Writhing Test: The study drugs were given orally by gavage 60 minutes before the start of the study. Acetic acid solution (0.6% v/v) 10 ml/kg was injected intraperitoneally, and abdominal constriction with stretching of the hind limbs defined as writhe was cumulatively counted over a period of 30 min just after acetic acid injection ¹¹. Antinociceptive activity was expressed as the percentage inhibition of abdominal constrictions between control animals and mice pre-treated (n=6) with the different test drugs using the ratio: (Control mean – Treated mean) × 100 / Control mean.

Hot Plate Test: Fasted animals were placed individually on a hot plate maintained at a temperature of 55 ± 0.5 ºC. The latency to lick the paw or jumping was considered as the reaction time. The cut-off time was set at 20 sec to avoid damage to the skin ¹². Paw licking or jumping responses were recorded in all groups at 6^th and 7^th h, respectively. Only groups II, V, and VI were administered rescue paracetamol after recording analgesic activity at 6^th h.

Cost-Effective Analysis: The cost of the single-day treatment was evaluated individually for all single and combined treatments. Monthly treatment cost was calculated for chronically ill patients. Low dose etoricoxib with either low or high single dose of paracetamol was compared with a low and high dose of etoricoxib when used alone.

RESULTS:

Analgesic Efficacy of Drug Treatments on Writhing Response after One Hour:

Effect of Etoricoxib and Paracetamol when used alone: Etoricoxib low dose when used alone showed a decrease in writhing as compared to control, which was statistically significant (P<0.05) and justifies its analgesic efficacy. It was comparable with high-dose paracetamol when used alone. Etoricoxib high dose showed significant (P<0.05) analgesic activity as compared to control, low dose etoricoxib, and high dose paracetamol alone, suggesting dose-dependent better efficacy of etoricoxib high dose Table 1.

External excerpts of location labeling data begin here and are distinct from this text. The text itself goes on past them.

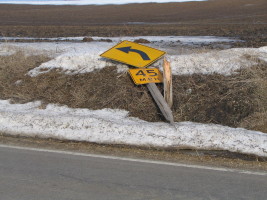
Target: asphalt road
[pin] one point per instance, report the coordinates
(39, 175)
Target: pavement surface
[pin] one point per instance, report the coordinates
(30, 174)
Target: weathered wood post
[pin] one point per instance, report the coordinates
(167, 82)
(162, 104)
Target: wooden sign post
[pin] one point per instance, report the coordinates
(162, 104)
(142, 56)
(167, 82)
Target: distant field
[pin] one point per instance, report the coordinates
(246, 19)
(213, 11)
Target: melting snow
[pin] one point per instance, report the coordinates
(115, 127)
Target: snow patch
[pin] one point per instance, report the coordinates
(115, 127)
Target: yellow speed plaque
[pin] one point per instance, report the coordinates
(134, 54)
(146, 75)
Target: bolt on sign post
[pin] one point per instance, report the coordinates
(142, 56)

TABLE 1: EFFECT OF PARACETAMOL AND ETORICOXIB ALONE AND IN COMBINATION BY WRITHING METHODS AT 1 h

PCM-H = paracetamol 84.50mg/kg, ETO-L = etoricoxib 3.9 mg/kg, ETO-H = etoricoxib 7.8mg/kg PCM-L = paracetamol 42.25 mg/kg. All values are presented as mean ±SEM. ^*P<0.05 when compared to control, ^aP<0.05 compared to PCM-H, ^bP<0.05 compared to ETO-L, ^cP<0.05 compared to ETO-H.

Effect of Combinations of Low Dose Etoricoxib with Low Dose of Paracetamol: Efficacy of low dose paracetamol when added to low dose etoricoxib showed decrease in writhing as compared to control, etoricoxib low dose and paracetamol high dose when used alone and was statistically significant (P<0.05). Combination of low doses of the two drugs have shown comparable efficacy in reducing writhes with etoricoxib high dose when used alone Table 1.

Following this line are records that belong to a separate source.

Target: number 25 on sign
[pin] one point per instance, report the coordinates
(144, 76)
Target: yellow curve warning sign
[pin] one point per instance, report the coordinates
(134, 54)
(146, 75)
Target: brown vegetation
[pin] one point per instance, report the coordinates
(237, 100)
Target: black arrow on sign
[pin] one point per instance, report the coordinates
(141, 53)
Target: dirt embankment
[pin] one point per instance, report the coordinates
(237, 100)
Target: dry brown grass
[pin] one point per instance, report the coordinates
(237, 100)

Effect of Combinations of Low Dose of Etoricoxib with High Dose Paracetamol: Effect of low dose etoricoxib with that of high dose paracetamol showed significant (P<0.05) decrease in writhing numbers as compared to control, etoricoxib low and high dose and paracetamol high dose when used alone. This combination also showed dose-dependent better analgesic efficacy as compared to the addition of low dose paracetamol to low dose etoricoxib. It was better than the etoricoxib high dose when used alone but was not significant statistically (P>0.5).

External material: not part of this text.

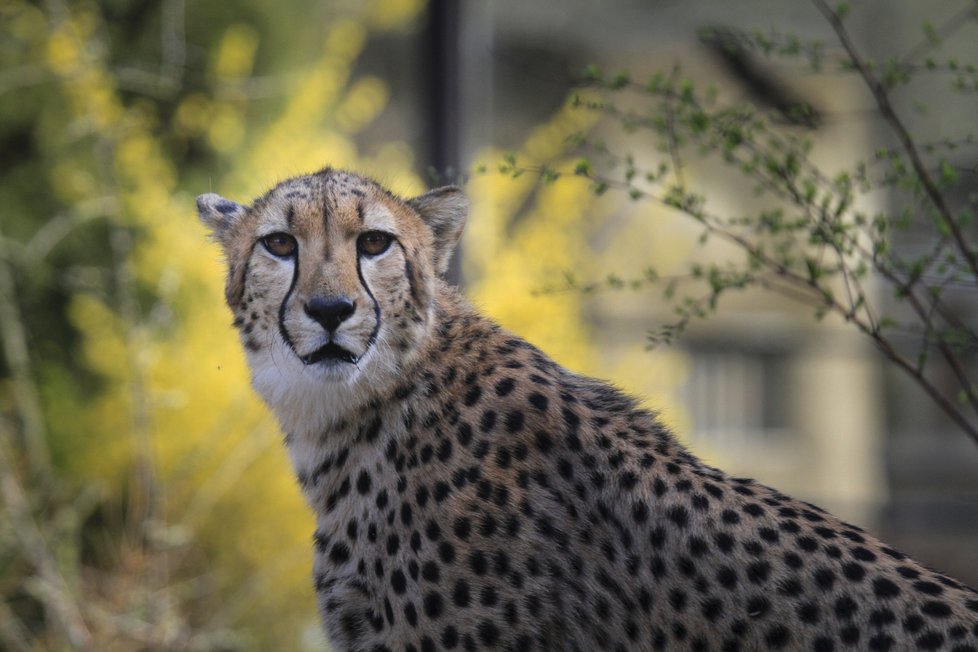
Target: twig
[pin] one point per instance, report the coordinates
(16, 352)
(896, 124)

Delayed Analgesic Efficacy of Drug Treatments using Hot Plate at 6^th and 7^th h:

Comparison of Analgesic Efficacy at 6^th h with 7^th hour within the Group: Significant (P<0.5) increase in jumping latency was seen in rescue paracetamol treated Group V and VI at 7^th h as compared to 6^th h suggestive of restoration of synergistic activity of etoricoxib and paracetamol. There was little increase in jumping latency in etoricoxib alone treated Groups III and IV at 7^th h as compared to 6^th h Fig. 1.

Comparison of Intergroup Analgesic Efficacy at 7^th h: Group II showed comparable jumping latency with Group III (P>0.5) whereas Group V showed a significant (P<0.5) increase in jumping latency as compared to Group III and was comparable with Group IV, suggesting better efficacy of combined treatments. Group VI showed a significant (P<0.5) increase in jumping latency as compared to Group III and Group V and was also better than Group IV Fig. 1. These results suggest that after the addition of paracetamol, high dose to low dose etoricoxib treated animals analgesic efficacy at 7 h is more than high dose etoricoxib when used alone.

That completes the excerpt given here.